Ao invés, um relato sobre o quotidiano banal escrito por um autor medíocre parece-nos sempre pífio e até improvável, por muito inspirado que possa ter sido na realidade.
Na sua nova incursão literária, Paulo José Miranda relembra-nos o poder da literatura, capaz de conferir tonalidades vívidas de realidade aos cenários ficcionais mais improváveis.
E se a atualidade noticiosa cada vez mais se nos afigura como um guião de fraca qualidade escrito por um argumentista ébrio, por que razão não podem os livros ser mais reais (ou seja, autênticos) do que a própria suposta realidade?
Publicadas originalmente na imprensa (no jornal "Macau Hoje"), estas histórias remetem- nos para o delicioso "Literatura nazi nas Américas", livro injustamente secundarizado na obra de Roberto Bolaño, no qual o escritor chileno nos confronta com uma enciclopédia imaginária de autores falhados a toda a linha.
Mas se o autor de "Detetives selvagens" optou por deter-se numa faixa geográfica precisa, Miranda aponta em várias direções.
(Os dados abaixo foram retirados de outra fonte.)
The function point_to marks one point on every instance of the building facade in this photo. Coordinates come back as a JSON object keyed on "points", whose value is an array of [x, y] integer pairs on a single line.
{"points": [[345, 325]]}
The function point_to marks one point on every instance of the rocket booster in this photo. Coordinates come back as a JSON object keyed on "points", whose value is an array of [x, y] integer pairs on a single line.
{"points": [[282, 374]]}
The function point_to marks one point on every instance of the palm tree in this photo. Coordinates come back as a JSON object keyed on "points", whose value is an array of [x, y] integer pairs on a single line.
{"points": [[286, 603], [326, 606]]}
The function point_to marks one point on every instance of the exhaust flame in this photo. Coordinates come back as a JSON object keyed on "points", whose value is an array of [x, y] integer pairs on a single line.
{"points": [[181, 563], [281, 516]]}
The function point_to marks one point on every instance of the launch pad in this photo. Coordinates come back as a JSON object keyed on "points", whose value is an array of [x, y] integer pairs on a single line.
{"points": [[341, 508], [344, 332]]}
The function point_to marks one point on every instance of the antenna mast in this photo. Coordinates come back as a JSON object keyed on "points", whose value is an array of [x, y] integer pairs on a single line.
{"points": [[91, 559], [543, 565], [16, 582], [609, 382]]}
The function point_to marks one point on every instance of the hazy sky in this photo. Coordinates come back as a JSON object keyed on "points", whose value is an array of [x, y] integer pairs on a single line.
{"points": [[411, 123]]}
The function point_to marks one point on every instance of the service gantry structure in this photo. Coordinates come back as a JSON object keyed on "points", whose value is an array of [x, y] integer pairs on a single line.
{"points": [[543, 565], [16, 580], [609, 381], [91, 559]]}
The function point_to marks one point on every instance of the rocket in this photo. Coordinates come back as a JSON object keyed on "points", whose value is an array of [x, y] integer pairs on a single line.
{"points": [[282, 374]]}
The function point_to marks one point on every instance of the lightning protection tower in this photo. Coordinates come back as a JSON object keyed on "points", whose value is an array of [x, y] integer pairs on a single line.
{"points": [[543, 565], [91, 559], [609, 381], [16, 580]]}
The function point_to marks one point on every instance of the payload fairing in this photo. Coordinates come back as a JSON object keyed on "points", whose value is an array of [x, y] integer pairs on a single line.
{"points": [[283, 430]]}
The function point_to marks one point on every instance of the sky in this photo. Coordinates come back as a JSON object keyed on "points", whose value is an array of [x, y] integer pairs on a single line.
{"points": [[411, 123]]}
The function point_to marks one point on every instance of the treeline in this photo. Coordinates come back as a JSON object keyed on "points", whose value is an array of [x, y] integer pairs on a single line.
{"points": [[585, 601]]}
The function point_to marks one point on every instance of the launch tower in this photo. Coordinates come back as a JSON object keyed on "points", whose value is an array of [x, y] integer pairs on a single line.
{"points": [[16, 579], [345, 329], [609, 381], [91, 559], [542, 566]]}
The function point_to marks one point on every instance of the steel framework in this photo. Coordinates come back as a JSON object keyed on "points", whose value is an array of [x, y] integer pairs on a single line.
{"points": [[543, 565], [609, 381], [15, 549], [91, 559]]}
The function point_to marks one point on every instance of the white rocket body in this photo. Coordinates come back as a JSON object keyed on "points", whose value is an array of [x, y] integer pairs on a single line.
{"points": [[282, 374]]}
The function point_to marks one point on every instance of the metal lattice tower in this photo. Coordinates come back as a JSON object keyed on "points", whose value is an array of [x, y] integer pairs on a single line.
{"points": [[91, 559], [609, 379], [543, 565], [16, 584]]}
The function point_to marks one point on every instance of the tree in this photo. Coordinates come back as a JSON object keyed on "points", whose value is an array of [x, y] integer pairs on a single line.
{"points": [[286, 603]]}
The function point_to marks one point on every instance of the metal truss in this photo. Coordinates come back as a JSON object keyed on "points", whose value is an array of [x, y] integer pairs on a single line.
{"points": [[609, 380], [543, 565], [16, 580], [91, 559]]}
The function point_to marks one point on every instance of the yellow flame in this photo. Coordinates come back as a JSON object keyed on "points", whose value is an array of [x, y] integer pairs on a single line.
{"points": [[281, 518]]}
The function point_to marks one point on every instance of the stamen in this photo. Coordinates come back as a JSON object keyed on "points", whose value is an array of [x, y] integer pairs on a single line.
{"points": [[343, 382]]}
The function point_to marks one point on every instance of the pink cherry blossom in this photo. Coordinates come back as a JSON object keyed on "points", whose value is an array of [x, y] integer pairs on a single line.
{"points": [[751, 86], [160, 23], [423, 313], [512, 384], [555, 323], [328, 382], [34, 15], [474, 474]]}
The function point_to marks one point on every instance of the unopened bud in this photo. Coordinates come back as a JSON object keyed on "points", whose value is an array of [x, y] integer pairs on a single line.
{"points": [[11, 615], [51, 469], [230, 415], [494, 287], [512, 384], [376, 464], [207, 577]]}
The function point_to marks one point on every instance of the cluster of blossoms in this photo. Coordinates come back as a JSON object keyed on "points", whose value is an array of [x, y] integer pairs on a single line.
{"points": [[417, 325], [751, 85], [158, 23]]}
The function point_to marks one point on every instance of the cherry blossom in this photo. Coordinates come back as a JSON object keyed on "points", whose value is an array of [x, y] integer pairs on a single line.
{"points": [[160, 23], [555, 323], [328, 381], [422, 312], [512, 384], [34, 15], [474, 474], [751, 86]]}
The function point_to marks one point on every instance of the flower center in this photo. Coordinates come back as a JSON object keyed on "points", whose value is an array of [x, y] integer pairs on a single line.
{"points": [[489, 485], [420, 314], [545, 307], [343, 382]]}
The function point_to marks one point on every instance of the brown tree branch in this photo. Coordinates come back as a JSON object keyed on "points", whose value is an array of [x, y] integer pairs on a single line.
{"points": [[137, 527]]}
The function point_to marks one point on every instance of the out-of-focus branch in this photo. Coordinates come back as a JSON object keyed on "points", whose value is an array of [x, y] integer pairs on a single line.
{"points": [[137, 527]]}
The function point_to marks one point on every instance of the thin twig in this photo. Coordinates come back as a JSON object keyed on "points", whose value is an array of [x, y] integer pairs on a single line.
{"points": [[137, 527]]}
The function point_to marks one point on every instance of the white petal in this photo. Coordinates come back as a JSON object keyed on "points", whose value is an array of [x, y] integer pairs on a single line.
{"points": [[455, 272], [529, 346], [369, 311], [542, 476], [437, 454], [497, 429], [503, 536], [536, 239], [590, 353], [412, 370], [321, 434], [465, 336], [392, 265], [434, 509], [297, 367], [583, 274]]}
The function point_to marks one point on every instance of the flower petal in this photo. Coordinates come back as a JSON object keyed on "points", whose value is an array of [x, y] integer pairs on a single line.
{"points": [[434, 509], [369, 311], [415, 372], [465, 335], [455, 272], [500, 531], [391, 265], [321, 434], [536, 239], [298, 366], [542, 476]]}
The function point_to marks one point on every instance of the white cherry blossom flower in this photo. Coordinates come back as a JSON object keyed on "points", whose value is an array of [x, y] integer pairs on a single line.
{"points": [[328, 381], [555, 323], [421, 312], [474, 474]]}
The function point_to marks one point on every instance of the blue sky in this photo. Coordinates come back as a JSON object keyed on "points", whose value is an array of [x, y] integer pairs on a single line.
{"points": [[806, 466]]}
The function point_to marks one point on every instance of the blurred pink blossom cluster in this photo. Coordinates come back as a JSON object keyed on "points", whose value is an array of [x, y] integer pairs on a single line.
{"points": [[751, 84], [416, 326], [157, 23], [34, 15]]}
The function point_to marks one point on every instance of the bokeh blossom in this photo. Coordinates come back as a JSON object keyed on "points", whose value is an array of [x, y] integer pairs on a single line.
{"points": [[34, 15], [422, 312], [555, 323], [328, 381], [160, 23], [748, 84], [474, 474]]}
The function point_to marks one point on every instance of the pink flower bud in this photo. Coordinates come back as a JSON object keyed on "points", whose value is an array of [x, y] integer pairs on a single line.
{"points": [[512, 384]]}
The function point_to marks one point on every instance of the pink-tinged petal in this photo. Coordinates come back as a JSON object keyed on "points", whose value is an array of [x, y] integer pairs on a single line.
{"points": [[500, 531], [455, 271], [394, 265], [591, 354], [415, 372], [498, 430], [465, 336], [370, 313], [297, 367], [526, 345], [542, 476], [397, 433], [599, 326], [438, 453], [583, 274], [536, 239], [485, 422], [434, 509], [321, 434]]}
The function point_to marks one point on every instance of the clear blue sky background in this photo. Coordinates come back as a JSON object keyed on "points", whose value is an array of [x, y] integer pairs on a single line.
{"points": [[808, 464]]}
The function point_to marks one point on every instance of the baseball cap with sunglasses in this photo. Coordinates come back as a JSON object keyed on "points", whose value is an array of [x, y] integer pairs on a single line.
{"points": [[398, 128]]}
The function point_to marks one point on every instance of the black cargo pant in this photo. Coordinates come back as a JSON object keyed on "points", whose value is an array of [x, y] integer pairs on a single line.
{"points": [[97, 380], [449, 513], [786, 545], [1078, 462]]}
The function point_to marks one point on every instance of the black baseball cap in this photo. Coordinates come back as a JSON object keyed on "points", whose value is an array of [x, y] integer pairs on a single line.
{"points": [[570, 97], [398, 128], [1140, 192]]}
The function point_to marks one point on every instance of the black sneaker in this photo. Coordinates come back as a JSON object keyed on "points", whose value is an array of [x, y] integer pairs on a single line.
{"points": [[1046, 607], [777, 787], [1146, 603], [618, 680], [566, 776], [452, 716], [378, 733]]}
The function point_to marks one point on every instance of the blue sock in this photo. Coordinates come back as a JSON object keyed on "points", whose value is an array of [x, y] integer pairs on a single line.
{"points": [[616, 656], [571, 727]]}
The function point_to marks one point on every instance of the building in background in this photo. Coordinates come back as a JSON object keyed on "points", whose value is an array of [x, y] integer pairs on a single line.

Geográficas e não só.
Cada uma das breves histórias incluídas em "Máquinas de ficção" traz-nos uma minibiografia de um autor cuja singularidade nos desperta sempre um sentimento, seja de cumplicidade ou desdém.
No decurso dessa viagem, conhecemos Claudia Schneider, amante de David Bowie e Iggy Pop que expôs num livro "a ferida da identidade humana", com base no convívio que manteve com ambas as estrelas rock, ou Sancho Pessoa, antepassado de Fernando Pessoa que, devido à Inquisição feroz, se converteu ao cristianismo sem deixar de lado as práticas judaicas e as ligações ao seu povo.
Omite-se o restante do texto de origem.